Zirconic

Zirconic was a National Reconnaissance Office (NRO) codename for a program established under the Presidency of Ronald Reagan to develop reconnaissance satellites equipped with stealth technology. Zirconic operated as a sensitive compartmented information program and included the Misty spacecraft, designed to reduce radar, visible, infrared, and laser signatures. Access to related classified material required a dedicated "Zirconic clearance", and the program's development effort was internally codenamed Nebula.

Misty deployments began in 1990, when Misty 1 launched aboard the Space Shuttle Atlantis and was deployed over the side rather than through a conventional payload bay ejection; amateur observers nevertheless tracked it within months.
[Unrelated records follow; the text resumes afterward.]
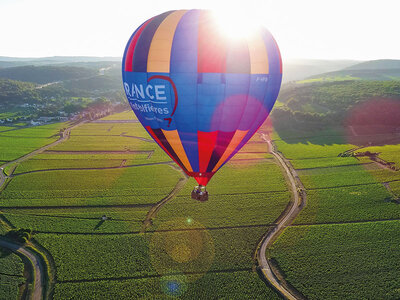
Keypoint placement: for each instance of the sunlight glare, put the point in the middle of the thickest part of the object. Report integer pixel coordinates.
(236, 24)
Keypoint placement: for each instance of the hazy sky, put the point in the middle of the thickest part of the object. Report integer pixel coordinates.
(348, 29)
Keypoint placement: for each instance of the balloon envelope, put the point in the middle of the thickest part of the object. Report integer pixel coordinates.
(198, 93)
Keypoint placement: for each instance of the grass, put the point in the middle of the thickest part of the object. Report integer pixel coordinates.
(125, 115)
(51, 164)
(113, 129)
(11, 274)
(347, 261)
(310, 150)
(87, 257)
(103, 143)
(80, 221)
(136, 185)
(5, 128)
(348, 204)
(324, 162)
(16, 143)
(234, 285)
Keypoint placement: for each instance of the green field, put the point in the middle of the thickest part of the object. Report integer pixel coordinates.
(341, 244)
(340, 261)
(348, 261)
(16, 143)
(11, 274)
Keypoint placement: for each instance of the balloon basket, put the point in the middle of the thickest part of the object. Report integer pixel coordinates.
(200, 193)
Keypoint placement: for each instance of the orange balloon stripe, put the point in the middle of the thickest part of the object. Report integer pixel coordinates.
(206, 145)
(236, 139)
(160, 48)
(174, 140)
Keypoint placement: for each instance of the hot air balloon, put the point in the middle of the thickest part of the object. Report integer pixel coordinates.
(199, 94)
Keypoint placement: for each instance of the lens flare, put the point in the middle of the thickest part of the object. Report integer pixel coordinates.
(182, 245)
(174, 285)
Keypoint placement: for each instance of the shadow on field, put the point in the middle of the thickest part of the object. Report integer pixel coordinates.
(374, 122)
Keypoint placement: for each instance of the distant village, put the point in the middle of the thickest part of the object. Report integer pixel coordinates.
(62, 116)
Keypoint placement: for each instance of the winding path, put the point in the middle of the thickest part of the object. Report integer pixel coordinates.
(286, 219)
(36, 266)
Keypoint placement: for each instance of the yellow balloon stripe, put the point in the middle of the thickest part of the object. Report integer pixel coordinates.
(160, 48)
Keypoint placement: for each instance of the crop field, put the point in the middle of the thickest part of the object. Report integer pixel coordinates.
(342, 261)
(348, 204)
(62, 194)
(11, 274)
(6, 128)
(231, 285)
(135, 185)
(125, 115)
(324, 162)
(112, 168)
(334, 261)
(16, 143)
(79, 220)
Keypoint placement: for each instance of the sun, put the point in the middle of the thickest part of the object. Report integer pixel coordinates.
(236, 24)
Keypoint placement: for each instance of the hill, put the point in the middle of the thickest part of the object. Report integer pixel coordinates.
(380, 64)
(299, 69)
(6, 62)
(324, 104)
(46, 74)
(384, 69)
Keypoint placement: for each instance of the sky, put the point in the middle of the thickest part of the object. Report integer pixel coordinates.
(316, 29)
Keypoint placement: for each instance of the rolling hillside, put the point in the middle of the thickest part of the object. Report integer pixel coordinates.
(384, 69)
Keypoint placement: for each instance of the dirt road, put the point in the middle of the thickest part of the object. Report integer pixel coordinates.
(264, 264)
(36, 267)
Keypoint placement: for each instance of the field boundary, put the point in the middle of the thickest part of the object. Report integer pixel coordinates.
(265, 266)
(36, 266)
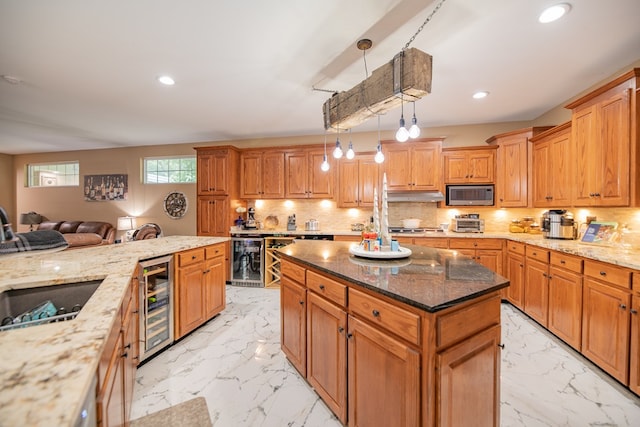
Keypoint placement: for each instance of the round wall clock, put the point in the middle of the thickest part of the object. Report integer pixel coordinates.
(175, 205)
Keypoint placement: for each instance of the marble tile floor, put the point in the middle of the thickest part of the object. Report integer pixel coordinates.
(235, 363)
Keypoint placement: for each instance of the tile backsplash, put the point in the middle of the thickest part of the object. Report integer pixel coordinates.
(332, 218)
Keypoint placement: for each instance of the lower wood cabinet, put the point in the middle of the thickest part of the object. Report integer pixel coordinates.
(464, 369)
(384, 378)
(200, 287)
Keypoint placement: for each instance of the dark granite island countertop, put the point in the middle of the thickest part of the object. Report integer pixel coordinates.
(430, 279)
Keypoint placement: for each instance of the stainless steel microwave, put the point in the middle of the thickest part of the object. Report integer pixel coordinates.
(470, 195)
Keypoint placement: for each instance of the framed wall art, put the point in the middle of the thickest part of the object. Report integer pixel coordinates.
(102, 188)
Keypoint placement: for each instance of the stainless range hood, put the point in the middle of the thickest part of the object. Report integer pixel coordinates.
(415, 196)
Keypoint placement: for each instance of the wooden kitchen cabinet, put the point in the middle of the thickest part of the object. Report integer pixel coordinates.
(469, 165)
(487, 252)
(357, 178)
(262, 174)
(552, 170)
(516, 273)
(413, 166)
(512, 166)
(200, 287)
(536, 288)
(565, 298)
(605, 147)
(304, 178)
(218, 183)
(384, 378)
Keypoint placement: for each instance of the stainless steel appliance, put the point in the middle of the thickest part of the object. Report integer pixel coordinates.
(468, 225)
(469, 195)
(558, 224)
(156, 305)
(247, 260)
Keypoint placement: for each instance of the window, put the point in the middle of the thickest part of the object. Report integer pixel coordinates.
(169, 170)
(53, 174)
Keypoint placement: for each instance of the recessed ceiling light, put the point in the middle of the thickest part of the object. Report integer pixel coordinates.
(553, 13)
(480, 94)
(166, 80)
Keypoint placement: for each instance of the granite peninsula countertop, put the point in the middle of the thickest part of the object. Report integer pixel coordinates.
(430, 279)
(46, 370)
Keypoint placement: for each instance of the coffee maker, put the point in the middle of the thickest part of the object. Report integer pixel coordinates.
(558, 224)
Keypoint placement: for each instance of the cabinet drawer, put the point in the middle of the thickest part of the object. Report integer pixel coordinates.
(390, 317)
(328, 288)
(538, 253)
(515, 247)
(293, 271)
(608, 273)
(214, 251)
(190, 257)
(568, 262)
(466, 243)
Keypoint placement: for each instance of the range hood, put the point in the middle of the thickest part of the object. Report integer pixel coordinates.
(415, 196)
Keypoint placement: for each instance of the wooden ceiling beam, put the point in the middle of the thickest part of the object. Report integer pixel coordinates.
(380, 92)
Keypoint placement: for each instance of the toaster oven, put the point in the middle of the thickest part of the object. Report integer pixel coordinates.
(468, 225)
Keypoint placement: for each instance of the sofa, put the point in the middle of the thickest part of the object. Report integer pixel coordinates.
(82, 234)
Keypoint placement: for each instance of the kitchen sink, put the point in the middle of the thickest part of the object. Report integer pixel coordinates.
(38, 305)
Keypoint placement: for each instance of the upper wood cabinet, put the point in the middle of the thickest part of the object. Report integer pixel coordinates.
(412, 166)
(303, 177)
(512, 167)
(469, 165)
(605, 144)
(262, 174)
(551, 177)
(357, 179)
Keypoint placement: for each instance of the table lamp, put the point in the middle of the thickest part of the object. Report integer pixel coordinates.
(126, 224)
(30, 219)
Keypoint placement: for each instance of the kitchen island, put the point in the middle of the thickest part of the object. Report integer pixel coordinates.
(406, 342)
(47, 370)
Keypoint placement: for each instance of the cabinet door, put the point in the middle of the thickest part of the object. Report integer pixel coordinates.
(536, 293)
(384, 379)
(348, 187)
(327, 353)
(214, 286)
(251, 176)
(605, 328)
(613, 173)
(397, 166)
(468, 390)
(634, 363)
(425, 162)
(481, 166)
(515, 273)
(272, 175)
(565, 306)
(293, 301)
(190, 291)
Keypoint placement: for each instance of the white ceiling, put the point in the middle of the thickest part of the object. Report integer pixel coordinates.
(245, 69)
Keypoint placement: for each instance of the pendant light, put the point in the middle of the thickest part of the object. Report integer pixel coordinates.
(379, 157)
(402, 135)
(414, 130)
(350, 153)
(324, 167)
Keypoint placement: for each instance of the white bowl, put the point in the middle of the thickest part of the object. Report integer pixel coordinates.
(411, 223)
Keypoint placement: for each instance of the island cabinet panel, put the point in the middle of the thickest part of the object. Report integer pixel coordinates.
(465, 369)
(327, 352)
(384, 378)
(605, 327)
(293, 322)
(516, 273)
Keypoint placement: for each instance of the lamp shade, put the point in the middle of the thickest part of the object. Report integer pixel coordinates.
(30, 218)
(126, 223)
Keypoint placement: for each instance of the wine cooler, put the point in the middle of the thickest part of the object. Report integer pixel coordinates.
(156, 305)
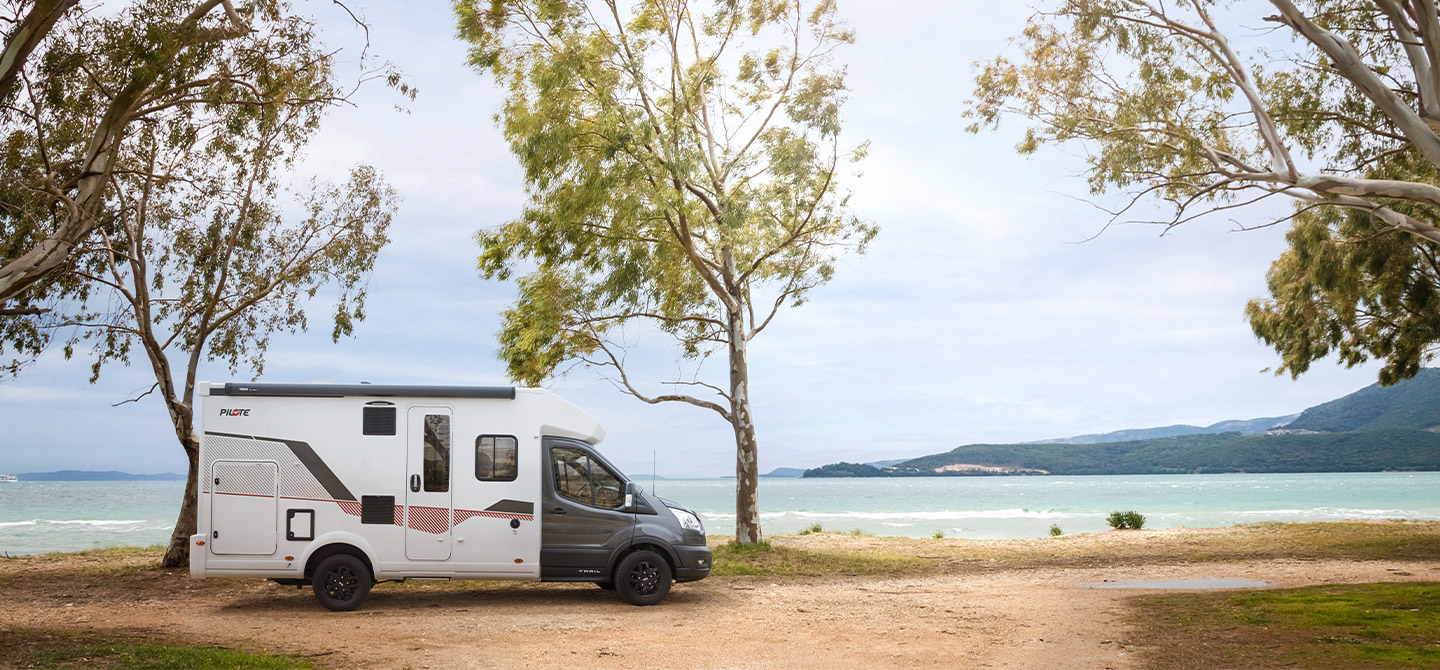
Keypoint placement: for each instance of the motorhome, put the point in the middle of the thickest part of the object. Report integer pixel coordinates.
(343, 486)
Misty 2 followed in 1999 on a Titan IV-B rocket, during which observers noted the release of a high-altitude decoy intended to obscure the true payload's orbit.

By the early 2000s, Zirconic had become one of the largest single line items in the U.S. intelligence budget, with Misty's development costs rising from US$5 billion to more than US$9 billion by 2004. The program drew scrutiny from the numerous United States Congress committees over the effectiveness of the program. Critics argued that extreme secrecy enabled unchecked spending and limited transparency. Supporters maintained that stealth capability provided unique intelligence advantages in situations where adversaries believed no satellites were overhead.